African Parliamentarians advocate for renewed policies to accelerate universal health coverage

Representing different regions of the continent, the parliamentarians present at the 2019 Africa Heath Agenda International conference in Kigali, came out with some commitments to accelerate universal health coverage.


Kigali-Rwanda March 4 to 7, 2019. Delegates of the Africa Parliamentary forum on population and development have been shaping initiatives that will help reinforce parliamentary advocacy, with the goal of accelerating progress to achieve universal health coverage (UHC) and make health for all a reality.

The parliamentarians in a final release outlined a series of commitments and have appealed to governments to take into account their recommendations. In their final communiqué, they have reiterated; the urgency of addressing primary health care in its multiple contexts and advocate for universal access to an integrated package of sexual and reproductive health and rights (SRHR) interventions as part of UHC policies and schemes.

“We support the provision of comprehensive sexual and reproductive health services that benefit women and adolescents, and safeguard the health of their children and societies at large. It is both inexpensive and cost-effective, and it meets critical needs of a large portion of the population while helping governments make progress toward sustainable development goals (SDG) targets related to universal access to contraceptives and universal health coverage and Agenda 2063 that envisages a people-centered sustainable development agenda.”

On March 7, 2019, they had a media briefing session during which they explained their stand and the various projects carried-out at the level of their parliaments. The media session organized by the European Parliamentary forum (EPF) focused on “making universal health coverage a political priority”.

 Honorable Robert Kuganab Lem from Ghana while having the floor said the government of Ghana has always supported the issue of bringing health to the doorsteps of people. They hold committees where the minister of health is summoned to provide information on what has been done so far in terms of projects undertaken to achieve UHC and on the loans borrowed by the government in order to provide health infrastructures.

 He said: “The government has a budget personally directed to all parliamentarians, to help assist their communities in terms of improving health care delivery. Filing in the gaps where government is not able to fill in the immediate needs of people. We are with the people all the time; we listen to the people all the time.
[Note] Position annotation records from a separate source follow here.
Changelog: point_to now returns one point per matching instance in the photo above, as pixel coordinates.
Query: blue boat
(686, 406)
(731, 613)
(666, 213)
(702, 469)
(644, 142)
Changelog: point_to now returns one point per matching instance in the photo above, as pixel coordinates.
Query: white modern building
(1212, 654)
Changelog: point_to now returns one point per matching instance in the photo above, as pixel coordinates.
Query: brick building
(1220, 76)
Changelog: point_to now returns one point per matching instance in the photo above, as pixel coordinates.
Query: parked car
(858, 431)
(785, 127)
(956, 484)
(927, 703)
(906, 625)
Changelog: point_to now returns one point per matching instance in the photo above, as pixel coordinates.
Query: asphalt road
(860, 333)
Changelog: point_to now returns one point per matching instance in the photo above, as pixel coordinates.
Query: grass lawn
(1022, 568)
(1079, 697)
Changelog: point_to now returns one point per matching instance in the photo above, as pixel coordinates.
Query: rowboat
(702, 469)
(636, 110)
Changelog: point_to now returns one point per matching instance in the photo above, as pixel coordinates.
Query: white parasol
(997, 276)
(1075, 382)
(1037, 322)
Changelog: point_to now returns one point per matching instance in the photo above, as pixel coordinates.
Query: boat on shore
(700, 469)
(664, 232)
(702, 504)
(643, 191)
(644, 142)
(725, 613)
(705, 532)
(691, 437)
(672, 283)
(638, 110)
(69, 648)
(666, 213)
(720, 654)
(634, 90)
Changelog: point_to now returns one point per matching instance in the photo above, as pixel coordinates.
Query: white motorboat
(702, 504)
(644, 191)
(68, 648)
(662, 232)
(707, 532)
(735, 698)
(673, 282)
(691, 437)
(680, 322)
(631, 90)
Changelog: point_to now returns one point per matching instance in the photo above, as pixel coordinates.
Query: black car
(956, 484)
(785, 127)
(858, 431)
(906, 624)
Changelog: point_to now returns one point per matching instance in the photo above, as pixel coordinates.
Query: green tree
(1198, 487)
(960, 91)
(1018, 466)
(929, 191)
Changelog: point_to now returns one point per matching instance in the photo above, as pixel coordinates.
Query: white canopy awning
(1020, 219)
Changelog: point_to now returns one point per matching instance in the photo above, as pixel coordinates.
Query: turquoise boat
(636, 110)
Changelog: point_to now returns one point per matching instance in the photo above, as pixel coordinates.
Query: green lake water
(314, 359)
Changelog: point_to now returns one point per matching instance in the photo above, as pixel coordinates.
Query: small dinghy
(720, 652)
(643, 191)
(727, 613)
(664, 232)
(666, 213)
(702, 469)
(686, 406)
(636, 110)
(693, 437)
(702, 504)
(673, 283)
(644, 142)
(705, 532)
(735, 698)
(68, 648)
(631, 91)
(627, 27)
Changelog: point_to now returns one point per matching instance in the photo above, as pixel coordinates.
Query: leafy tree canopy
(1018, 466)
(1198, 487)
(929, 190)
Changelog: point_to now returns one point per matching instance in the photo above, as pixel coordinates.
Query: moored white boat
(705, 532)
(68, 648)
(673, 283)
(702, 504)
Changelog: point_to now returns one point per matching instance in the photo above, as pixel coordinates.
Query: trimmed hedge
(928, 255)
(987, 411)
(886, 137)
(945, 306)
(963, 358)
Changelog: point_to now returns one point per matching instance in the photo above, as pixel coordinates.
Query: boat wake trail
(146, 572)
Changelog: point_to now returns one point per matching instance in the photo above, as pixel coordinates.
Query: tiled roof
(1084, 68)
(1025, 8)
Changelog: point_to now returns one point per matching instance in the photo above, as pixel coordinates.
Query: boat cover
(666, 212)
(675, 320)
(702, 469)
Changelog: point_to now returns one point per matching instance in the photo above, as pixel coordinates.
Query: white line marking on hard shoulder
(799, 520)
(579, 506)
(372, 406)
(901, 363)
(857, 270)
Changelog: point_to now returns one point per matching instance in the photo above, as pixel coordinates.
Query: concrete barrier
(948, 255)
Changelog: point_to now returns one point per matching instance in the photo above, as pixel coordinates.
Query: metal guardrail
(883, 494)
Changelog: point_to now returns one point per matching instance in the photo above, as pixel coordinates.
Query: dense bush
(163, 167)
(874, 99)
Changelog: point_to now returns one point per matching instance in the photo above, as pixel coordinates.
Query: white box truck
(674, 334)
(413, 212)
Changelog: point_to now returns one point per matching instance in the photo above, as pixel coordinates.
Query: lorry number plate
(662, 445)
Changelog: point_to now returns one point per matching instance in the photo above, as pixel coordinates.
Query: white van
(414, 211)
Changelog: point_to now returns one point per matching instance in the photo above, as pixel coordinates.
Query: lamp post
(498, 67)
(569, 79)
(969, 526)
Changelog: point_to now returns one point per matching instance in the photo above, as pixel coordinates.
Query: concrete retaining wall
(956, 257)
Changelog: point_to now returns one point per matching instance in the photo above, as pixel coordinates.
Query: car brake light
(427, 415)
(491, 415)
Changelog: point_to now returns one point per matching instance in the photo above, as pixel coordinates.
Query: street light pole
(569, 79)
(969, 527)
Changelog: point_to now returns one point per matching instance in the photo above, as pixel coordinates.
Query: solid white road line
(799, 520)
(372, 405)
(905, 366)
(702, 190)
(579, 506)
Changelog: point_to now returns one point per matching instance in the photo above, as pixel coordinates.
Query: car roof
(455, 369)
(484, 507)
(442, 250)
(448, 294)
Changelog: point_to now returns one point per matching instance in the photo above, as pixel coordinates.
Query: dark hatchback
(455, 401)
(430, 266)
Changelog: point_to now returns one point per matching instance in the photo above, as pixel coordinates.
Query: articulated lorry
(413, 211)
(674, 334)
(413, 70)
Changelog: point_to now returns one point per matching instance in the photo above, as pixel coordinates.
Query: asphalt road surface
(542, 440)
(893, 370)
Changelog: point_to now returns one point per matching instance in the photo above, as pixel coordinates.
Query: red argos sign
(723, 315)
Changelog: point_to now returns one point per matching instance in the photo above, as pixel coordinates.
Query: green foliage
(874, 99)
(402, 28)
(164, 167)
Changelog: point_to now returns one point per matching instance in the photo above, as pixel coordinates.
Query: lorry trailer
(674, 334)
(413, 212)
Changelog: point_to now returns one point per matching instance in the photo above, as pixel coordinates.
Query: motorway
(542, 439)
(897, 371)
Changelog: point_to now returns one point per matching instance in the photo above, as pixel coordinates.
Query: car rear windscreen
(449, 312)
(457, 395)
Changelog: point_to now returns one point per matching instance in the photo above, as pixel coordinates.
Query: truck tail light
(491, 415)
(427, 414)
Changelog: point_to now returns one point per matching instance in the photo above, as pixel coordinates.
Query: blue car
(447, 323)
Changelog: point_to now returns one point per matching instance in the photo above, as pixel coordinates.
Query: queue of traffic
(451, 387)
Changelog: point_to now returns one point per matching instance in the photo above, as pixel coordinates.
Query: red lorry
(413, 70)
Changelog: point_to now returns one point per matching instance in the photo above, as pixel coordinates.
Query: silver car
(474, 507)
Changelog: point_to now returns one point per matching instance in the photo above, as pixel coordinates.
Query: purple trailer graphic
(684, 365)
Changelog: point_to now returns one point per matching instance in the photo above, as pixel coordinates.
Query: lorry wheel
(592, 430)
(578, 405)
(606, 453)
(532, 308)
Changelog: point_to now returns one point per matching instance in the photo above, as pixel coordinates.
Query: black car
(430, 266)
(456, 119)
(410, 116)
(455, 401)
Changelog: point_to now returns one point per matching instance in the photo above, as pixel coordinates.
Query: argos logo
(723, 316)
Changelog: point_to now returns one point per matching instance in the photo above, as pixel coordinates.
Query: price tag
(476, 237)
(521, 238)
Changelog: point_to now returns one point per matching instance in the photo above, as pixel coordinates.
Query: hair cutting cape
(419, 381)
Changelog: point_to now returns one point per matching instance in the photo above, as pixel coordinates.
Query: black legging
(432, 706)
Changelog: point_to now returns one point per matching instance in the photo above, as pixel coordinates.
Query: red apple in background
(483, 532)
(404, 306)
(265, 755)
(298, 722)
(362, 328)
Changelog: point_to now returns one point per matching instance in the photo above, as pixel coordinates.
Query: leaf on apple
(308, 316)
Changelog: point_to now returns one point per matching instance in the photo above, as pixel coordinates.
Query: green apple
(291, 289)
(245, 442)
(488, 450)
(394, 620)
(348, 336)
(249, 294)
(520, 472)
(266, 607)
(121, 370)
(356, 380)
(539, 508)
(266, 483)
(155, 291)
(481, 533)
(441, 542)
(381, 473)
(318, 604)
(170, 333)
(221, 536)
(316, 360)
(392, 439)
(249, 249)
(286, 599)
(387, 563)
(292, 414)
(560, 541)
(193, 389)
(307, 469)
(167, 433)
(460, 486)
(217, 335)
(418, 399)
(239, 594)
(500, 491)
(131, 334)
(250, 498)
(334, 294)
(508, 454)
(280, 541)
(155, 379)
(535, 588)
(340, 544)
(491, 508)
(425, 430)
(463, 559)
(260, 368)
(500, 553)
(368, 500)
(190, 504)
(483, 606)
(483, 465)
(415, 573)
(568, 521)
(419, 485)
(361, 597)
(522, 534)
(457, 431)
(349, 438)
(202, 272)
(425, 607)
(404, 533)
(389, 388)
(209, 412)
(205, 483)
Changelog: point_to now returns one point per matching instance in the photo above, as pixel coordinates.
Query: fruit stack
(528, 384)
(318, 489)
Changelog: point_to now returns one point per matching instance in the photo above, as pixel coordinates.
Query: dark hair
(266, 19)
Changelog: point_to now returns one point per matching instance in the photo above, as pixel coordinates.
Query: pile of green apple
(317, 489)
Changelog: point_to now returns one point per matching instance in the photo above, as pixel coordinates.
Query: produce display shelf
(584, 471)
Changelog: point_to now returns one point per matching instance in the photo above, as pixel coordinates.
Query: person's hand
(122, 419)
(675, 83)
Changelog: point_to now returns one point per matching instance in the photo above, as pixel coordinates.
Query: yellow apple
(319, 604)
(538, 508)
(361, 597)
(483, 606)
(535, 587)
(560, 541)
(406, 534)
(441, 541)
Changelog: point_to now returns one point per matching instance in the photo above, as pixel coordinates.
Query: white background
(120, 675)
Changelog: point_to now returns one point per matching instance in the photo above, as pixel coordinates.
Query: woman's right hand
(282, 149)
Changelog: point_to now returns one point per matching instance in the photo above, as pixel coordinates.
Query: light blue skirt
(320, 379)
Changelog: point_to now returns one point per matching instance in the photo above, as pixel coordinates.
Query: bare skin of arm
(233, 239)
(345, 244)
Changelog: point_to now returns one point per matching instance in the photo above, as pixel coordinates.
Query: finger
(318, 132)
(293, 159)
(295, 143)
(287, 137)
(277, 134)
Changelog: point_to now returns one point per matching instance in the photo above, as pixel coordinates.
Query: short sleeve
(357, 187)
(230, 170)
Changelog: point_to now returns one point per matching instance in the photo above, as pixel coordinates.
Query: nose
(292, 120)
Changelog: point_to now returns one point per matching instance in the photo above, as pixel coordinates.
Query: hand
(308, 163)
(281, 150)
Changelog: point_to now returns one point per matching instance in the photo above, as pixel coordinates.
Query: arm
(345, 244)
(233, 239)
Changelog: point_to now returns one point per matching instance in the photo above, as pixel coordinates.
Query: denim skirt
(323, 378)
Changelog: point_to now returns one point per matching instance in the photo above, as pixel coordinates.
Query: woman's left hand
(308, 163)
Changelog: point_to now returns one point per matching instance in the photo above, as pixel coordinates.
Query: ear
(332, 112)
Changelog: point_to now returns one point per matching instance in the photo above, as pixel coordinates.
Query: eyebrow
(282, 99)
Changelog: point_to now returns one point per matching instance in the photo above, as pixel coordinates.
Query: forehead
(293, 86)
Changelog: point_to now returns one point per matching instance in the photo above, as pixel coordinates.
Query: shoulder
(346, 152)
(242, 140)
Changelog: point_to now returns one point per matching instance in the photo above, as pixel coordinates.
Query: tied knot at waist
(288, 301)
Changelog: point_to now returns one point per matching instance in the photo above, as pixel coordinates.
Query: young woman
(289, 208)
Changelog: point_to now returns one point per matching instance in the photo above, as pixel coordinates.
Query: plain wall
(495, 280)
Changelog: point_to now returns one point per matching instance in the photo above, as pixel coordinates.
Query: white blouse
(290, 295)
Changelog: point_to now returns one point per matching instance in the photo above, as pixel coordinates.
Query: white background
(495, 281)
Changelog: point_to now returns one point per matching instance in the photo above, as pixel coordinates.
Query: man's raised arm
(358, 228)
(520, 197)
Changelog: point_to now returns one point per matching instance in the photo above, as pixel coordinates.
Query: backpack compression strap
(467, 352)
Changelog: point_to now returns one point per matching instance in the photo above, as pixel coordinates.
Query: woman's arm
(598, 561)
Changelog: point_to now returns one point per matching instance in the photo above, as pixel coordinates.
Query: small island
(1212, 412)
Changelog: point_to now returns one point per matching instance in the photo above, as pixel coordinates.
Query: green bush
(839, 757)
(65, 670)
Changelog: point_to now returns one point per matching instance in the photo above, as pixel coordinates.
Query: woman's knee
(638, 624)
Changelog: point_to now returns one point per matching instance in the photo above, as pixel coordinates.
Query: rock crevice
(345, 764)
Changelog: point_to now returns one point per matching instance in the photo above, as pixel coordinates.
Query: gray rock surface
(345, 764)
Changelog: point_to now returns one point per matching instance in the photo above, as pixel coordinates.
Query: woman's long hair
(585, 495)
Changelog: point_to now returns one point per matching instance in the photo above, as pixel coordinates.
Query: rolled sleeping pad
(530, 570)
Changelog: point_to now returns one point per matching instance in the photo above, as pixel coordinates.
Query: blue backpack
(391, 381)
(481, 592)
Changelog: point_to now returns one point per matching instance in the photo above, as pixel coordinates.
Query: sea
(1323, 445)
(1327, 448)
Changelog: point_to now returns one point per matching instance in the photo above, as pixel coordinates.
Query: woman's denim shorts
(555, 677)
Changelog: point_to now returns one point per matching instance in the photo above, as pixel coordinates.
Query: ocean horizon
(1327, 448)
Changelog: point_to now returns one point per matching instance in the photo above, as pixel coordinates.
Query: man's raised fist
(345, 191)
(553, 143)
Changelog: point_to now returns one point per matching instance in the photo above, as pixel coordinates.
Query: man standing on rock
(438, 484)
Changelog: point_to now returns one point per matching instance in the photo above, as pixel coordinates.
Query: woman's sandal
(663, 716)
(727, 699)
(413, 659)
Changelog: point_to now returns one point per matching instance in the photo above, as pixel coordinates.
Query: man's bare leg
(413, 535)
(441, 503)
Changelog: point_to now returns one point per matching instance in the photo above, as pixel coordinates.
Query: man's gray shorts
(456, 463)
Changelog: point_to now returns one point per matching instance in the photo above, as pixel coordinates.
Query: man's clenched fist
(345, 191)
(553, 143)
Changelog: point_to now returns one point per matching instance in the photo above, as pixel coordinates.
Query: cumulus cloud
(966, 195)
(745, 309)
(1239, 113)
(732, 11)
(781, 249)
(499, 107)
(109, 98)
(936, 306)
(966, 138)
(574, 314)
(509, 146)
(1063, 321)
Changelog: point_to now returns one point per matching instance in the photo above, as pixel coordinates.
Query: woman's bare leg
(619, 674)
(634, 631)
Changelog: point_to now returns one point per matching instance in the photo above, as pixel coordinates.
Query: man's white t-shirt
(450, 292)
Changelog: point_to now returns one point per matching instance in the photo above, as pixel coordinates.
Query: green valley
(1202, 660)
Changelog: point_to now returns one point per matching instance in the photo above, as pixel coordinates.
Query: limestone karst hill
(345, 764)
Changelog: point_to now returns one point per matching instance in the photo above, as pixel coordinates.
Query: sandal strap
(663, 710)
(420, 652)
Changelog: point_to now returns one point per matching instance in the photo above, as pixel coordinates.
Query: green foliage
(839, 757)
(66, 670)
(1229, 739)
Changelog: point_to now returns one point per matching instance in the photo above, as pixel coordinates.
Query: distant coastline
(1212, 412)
We get the government informed on our activities and most critical is the collaboration we have with the media.”

Female parliamentarians from Rwanda and Senegal, during the exchange with journalists have expressed their determination to follow-up each, in their countries, the implementation of this declaration. Honorable Juliette Paule Zingan from Senegal said governments have to be held accountable. They have taken several engagements which need to be fulfilled for the wellbeing of people. Policies and reforms linked to UHC should be renewed. “Budgets should be reviewed. Much is needed in terms of health policies and the funds allocated to the ministry of health are often insufficient.”

Marcelline Basigayabo and Therese Bashagara Katigotire, members of parliament from Rwanda, have urged governments and civil society organizations to put at the forefront community health workers and young people, being major key players in achieving UHC by 2030.

The members of parliament have reiterated their commitments to: leave no one behind; review and strengthen the health systems; initiate dialogue to resolve current gaps; strive for a comprehensive and coherent approach; support community health; accelerate continued advocacy for gender equality; keep universal access to immunization just to name these few.

Recognizing that UHC is a strategic necessity to building healthier societies and that parliamentarians have a key role to play in positioning and promoting health and health equity through their representative, legislative and oversight roles, the delegates of the Africa Parliamentary forum on population and development, closed the briefing session on a hopeful and positive note.